Todavía quedaba un misterio por resolver de lo que había pasado el día anterior con los muertos que reviven, pero El Ministerio había sido informado de ese atentado, el Profeta seguro estaba esparciendo la noticia por todo el mundo. En unas horas, Hogwarts estaría lleno de visitas familiares, con padres que tenían todo el derecho de comprobar el estado de sus hijos.

Simplemente bien hecho.


-¿Escapó?-

-Si… temprano-

-Debí haberlo previsto-

Los Potter y compañía ya se habían dado cuenta del joven faltante entre ellos. De hecho hasta habían preguntado por él y estaban a punto de salir por la puerta de la enfermería cuando se vieron detenidos por una muy exaltada Molly Weasley. La madre del Clan pelirrojo estaba más que enfadada por la pobre participación del ministerio en el altercado del día anterior, sin mencionar que apenas había podido platicar con sus hijos y a Harry todavía no lo encontraba.

Con órdenes explícitas de Dumbledore se encontraba deteniendo a los miembros muertos, o no existentes oficialmente en estos días dentro de la enfermería. La gente del Ministerio comenzaría a llegar, tarde, y lo último que querían era levantar sospechas sobre ellos mismos. Había dos opciones para ellos. Una era volver a Grimauld Place y la otra era encerrarse en una habitación hasta que todo acabara y una reunión de la orden pudiera llevarse a cabo.

Tan testarudos como eran los Potter, decidieron quedarse. Remus, el más viejo, fue el único que pudo poner un pié fuera de la enfermería con un can negro a su lado, el segundo celebrando su perfecto camuflaje frente a los que se quedaron encerrados. Al principio ambos Sirius habían peleado el derecho a poder salir pues eran un animal doméstico y que nadie reconocería, pero dos enormes perros negros a lado de un hombre lobo solo llamarían preguntas innecesarias. Todo quedó en que el mayor se impuso sobre su rebelde parte joven que fue recibida de brazos abiertos en la enfermería con un burlón James Potter.

-Amigo, te estás maldiciendo a ti mismo- había comentado el hombre.

De todas maneras lo dejaron ir sin mucha resistencia. Con la Sra. Pomfrey también lejos del rango del lugar, podrían platicar con plena confianza sobre el reciente descubrimiento y cómo afectaría los planes que tenían. Cómo cambiarían las estrategias para sobrevivir, porque su meta seguía siendo la misma y era proteger a Harry, le gustara o no. Ahora con razones más fuertes de las que antes hubieran pensado. Habían tenido toda la noche para analizar individualmente cosas que sabían y sospechaban, preguntas que se respondieron ellos mismos y otras dudas que surgían, pero del las cuales no parecía haber respuesta.
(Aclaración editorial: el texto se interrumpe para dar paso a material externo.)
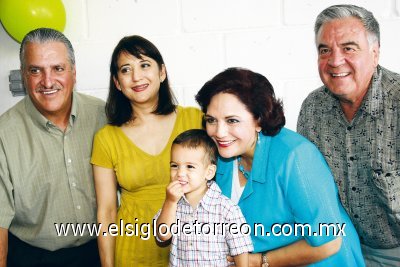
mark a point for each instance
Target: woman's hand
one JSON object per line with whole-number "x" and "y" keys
{"x": 254, "y": 260}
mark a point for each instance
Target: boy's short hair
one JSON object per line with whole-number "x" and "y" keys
{"x": 196, "y": 138}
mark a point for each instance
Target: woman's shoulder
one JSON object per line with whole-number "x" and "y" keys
{"x": 289, "y": 141}
{"x": 189, "y": 111}
{"x": 190, "y": 117}
{"x": 107, "y": 131}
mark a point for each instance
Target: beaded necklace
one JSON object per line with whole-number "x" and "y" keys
{"x": 241, "y": 168}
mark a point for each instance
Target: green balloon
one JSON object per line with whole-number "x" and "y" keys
{"x": 21, "y": 16}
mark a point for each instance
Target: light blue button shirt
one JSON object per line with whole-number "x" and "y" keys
{"x": 291, "y": 183}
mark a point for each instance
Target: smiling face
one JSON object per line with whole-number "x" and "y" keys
{"x": 192, "y": 169}
{"x": 49, "y": 78}
{"x": 139, "y": 78}
{"x": 346, "y": 61}
{"x": 231, "y": 126}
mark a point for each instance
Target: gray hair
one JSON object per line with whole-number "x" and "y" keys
{"x": 345, "y": 11}
{"x": 44, "y": 35}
-No podría ser más complicado- argumentó James, poniéndome cómodo en la orilla de la cama. Descubrir que su hijo no lo odiaba realmente, pero se había referido a él como un nuevo problema en su vida, solo lo llevaba a la conclusión de que Harry había evitado por todos los medios posibles que no se enteraran de eso. En lo cual había fallado estrepitosamente. O mejor dicho, Voldemort lo tenía mejor planeado.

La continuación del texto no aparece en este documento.